Throwing together sugar, acid, and carbonation does not overwhelm your sense of taste. Thats most bottled beverages. If you believe this, you should see a doctor.
But many beverages are very similar to other beverages. It’s not an inherent flaw in taste perception that Coke and Pepsi taste alike to most people, it’s that one was intentionally made to be only slightly different than the other.
Coke and Pepsi are a lot closer but still distinguishable.
Sure the majority of people cannot tell flavor notes apart but there exists a certain % of the population that can very reliably distinguish different tastes. Wine sommeliers, fine dining, food science are all professions which require a sensitive palate and smell and it is an over simplification to talk about sodas tasting the same for the majority of people as if it implies there is no difference or speciality in crafting taste.

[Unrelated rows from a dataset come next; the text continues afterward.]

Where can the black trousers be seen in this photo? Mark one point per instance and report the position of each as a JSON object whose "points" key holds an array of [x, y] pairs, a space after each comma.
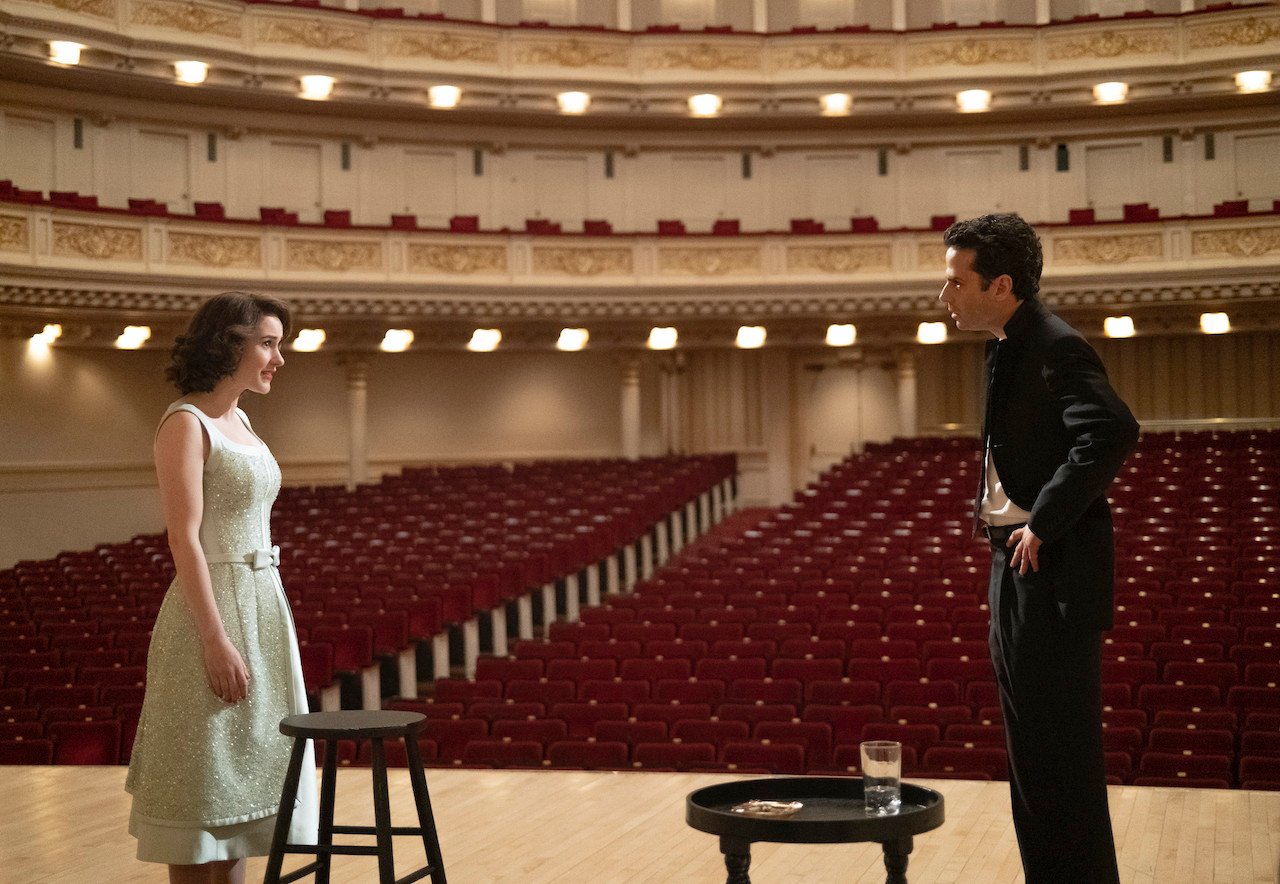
{"points": [[1050, 677]]}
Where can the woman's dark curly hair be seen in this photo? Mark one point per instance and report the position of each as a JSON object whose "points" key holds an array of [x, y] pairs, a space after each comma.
{"points": [[1002, 244], [215, 339]]}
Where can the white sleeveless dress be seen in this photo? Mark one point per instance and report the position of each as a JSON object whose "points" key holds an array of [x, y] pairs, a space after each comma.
{"points": [[205, 774]]}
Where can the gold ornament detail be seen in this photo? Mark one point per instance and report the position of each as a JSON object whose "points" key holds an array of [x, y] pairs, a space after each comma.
{"points": [[101, 243], [333, 256], [1111, 44], [215, 251], [969, 53], [837, 56], [839, 259], [312, 35], [1109, 250], [457, 259], [583, 261], [1239, 242], [572, 54], [187, 17], [443, 46], [708, 261]]}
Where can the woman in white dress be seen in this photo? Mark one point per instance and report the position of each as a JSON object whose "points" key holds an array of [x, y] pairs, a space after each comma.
{"points": [[223, 667]]}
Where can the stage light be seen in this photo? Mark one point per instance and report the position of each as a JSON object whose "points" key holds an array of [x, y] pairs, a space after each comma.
{"points": [[973, 101], [309, 340], [663, 338], [64, 51], [750, 337], [1215, 324], [841, 334], [837, 104], [1118, 326], [396, 340], [1253, 81], [133, 337], [705, 104], [192, 73], [444, 97], [1110, 94], [574, 102], [316, 87], [484, 340], [931, 333]]}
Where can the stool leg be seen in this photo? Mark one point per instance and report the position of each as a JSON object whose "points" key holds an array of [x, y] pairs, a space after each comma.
{"points": [[425, 819], [383, 816], [284, 816]]}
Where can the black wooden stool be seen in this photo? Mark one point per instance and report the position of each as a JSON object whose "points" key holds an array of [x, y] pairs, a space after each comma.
{"points": [[374, 727]]}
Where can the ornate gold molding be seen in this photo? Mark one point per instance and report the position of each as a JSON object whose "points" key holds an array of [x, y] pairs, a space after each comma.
{"points": [[97, 242], [839, 259], [572, 53], [1109, 250], [332, 255], [457, 259], [1110, 44], [708, 261], [14, 234], [1237, 242], [583, 261], [311, 35], [187, 17], [211, 251], [444, 46]]}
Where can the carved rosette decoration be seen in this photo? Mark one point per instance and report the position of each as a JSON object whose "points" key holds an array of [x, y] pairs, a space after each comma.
{"points": [[839, 259], [97, 242], [709, 261], [311, 35], [457, 259], [1249, 32], [444, 46], [572, 54], [14, 234], [583, 261], [332, 256], [1109, 250], [836, 56], [210, 251], [1239, 242], [187, 17], [704, 56], [969, 53]]}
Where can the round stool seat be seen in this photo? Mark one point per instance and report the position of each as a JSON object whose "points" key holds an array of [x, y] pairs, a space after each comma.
{"points": [[352, 724]]}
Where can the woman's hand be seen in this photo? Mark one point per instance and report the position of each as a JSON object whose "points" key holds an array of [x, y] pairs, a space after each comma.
{"points": [[228, 676]]}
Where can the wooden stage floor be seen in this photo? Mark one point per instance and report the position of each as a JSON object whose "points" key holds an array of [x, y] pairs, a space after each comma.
{"points": [[69, 825]]}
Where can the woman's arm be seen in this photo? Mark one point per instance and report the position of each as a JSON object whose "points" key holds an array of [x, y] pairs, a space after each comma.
{"points": [[179, 452]]}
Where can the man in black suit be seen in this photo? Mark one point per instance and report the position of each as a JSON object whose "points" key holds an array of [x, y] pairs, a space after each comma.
{"points": [[1055, 434]]}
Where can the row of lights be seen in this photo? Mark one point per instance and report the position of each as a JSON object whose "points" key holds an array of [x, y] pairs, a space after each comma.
{"points": [[319, 87]]}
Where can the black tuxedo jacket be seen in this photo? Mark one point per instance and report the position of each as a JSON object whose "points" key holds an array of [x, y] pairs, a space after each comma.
{"points": [[1059, 434]]}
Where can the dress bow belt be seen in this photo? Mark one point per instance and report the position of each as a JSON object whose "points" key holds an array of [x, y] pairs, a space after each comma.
{"points": [[257, 559]]}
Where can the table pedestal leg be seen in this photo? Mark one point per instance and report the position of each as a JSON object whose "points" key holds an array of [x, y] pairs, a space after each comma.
{"points": [[896, 853], [737, 860]]}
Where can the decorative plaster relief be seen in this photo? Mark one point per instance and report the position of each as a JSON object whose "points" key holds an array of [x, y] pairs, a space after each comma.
{"points": [[97, 242], [211, 251], [187, 17], [457, 259], [332, 255], [839, 259], [708, 261], [583, 261], [1109, 250], [1238, 242]]}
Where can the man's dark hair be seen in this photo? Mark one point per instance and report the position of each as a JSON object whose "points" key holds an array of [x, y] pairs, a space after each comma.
{"points": [[1001, 244], [215, 339]]}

So you can taste it, but that doesn't matter in the end.
the original chemist who made Coca Cola was a genius
Which version ? In EU it tastes different in almost every country.
I'm old enough to remember when that was actually the big size.
It was a rite of passage to have your parents let you get one for the first time.
Coke, Guinness, etc all probably have exquisite quality control. Is it in the manual of any equipment, “congratulations on your new FooBar pH meter. To confirm the correct operation, a CokeCola should give a reading of X”
one that gets mentioned occasionally on the internet is the peanut butter: https://shop.nist.gov/ccrz__ProductDetails?sku=2387
https://www.youtube.com/@MassSpecEverything
is a great resource. He breaks down lots of the things you might be interested in.